As his head spun, Maximos heard the other man’s words echoing as if from a long tunnel. He knew he should be feeling anger, but nothing burned in him. He had been hollowed out.

‘You are weak, Maximos Nepos,’ Karas said, his voice almost too dim to hear. ‘A strong man would bend his kin to his will. But you flee, like a rabbit. And if you run, you die.’

And then Maximos sensed movement around him, and heard other, stranger sounds. At first he thought Karas’ angels had come down to claim him. After a moment, he realized he was watching a man with ruined features and a boy with a face like the moon roaming around him, and they were making a sound like cattle lowing. Round and round they went, round and round, and he thought perhaps they were dancing, and singing in jubilation, singing that he was soon to be gone.

He thought of Arcadius, his childhood friend, whom he had murdered for the sake of his kin, and of Meghigda, the only woman he had ever loved, whom he might as well have murdered.

It seemed there was no escape from the plots and games even at the last.

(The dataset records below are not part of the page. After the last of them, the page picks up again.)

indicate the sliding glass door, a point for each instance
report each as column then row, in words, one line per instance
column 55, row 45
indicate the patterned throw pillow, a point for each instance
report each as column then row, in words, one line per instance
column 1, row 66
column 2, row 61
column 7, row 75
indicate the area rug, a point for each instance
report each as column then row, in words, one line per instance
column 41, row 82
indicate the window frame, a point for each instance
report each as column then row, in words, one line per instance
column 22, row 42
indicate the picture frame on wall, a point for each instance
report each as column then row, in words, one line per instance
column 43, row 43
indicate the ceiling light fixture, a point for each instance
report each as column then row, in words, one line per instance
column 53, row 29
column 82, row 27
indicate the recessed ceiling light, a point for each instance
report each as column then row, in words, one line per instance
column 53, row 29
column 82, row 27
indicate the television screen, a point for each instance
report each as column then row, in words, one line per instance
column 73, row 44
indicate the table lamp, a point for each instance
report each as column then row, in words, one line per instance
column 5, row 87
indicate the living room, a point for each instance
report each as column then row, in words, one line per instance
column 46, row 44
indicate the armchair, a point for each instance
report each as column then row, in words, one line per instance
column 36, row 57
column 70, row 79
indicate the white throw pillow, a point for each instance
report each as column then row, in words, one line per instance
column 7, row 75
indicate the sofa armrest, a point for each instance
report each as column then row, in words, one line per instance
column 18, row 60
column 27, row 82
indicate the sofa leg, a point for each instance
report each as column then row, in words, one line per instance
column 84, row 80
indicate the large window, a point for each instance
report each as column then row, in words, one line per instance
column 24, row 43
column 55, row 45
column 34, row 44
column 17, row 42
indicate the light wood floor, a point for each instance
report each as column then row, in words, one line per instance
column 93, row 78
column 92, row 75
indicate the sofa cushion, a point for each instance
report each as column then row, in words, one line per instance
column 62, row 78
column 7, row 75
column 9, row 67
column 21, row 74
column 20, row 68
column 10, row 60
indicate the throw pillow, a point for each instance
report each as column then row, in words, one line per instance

Karas settled back to watch him die.

C
HAPTER
F
IFTY
-O
NE

DUST MOTES FLOATED
in the shaft of pale dawn light. Shadows clustered hard against it as the line of warriors peered towards the sole, narrow window, high up on one glistening stone wall. The iron scent of blood hung in the air, and the vinegar reek of fear-sweat. Most of that dank chamber lay below ground, and the steady drip of water echoed all around. Chill and dark apart from that feeble promise of the rising sun, to the men there it was a grave in all but name.

‘Death waits in silence.’

The voice boomed out of the gloom, low and hoarse. The warriors chanted the words back into the dark. A flint was struck, the sparks flaring. A torch sizzled into life. The shadows flew away, hungering at the backs of the row of naked spear-brothers.

Hereward blinked, squinting as his eyes adjusted to the amber glow. He was proud. Here was the moment for which they had fought for so long. Once he and his men emerged from this pit into the new day, they would be reborn as members of the Varangian Guard. Gold and glory would be within their grasp, finally.